Preliminary molecular analysis of the callus tissue and tissues of plants regenerated from this Mu-loss line (86-657-2) was performed by digestion with HinfI, an enzyme which cuts within Mu element inverted repeats, and hybridization with a Mu1-homologous probe. This showed that DNA from the initial 86-657-2B callus tissue had a mixed population of Mu elements with respect to HinfI modification. Approximately 1/3 to 1/2 of the Mu1-hybridizing elements were unmodified at the HinfI sites, while the remainder were modified. HinfI site modification has been correlated with inactivity of Mu elements following inbreeding (Chandler and Walbot, PNAS 83:1767-1771, 1986). The finding that at least some of the Mu elements in the callus DNA were unmodified leaves open the possibility that, despite the genetic evidence, the original Mu parent may not have been a true Mu-loss plant. Interestingly, HinfI digestion of the DNA of various tissues of two mutant R0 somaclones derived from this callus line indicates that the degree of HinfI modification of the population of Mu elements varied between tissues, with unmodified Mu elements seen only in the immature cob. Molecular analysis of R1 plants and their outcross progeny with HinfI as well as with enzymes which are external to Mu1 may help determine whether active Mu elements were involved in the generation of new mutants.

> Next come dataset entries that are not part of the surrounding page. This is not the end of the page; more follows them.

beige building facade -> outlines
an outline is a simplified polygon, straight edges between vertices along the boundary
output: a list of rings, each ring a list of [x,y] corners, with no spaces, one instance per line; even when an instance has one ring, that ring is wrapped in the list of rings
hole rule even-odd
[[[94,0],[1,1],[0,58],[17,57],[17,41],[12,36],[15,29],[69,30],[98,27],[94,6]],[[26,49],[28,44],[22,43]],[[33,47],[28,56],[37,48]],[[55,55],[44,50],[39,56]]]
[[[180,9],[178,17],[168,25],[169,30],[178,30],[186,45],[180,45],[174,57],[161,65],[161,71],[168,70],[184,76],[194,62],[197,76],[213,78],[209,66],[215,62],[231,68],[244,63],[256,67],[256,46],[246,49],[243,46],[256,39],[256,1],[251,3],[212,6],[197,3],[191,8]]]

Genetic tests for Mutator activity in a primary regenerant from an A188/Mutator callus line (86-646-8C) (derived from a cross with a transpositionally active Mu parent, 86-207-8) revealed that Mutator activity in the R0 plant was maintained. Although a limited number of seeds from the outcross of this R0 plant prevented a full-scale test for Mutator activity, two of five ears tested segregated for new seedling mutants in the sandbench, with one of the mutants (striate) showing a mutable phenotype.
These initial results demonstrate that Mutator activity can be maintained
through the culture and regeneration process. They also suggest that an
in vitro system might possibly be instrumental in the reactivation of a
Mu-loss plant, although further molecular and genetic studies are necessary.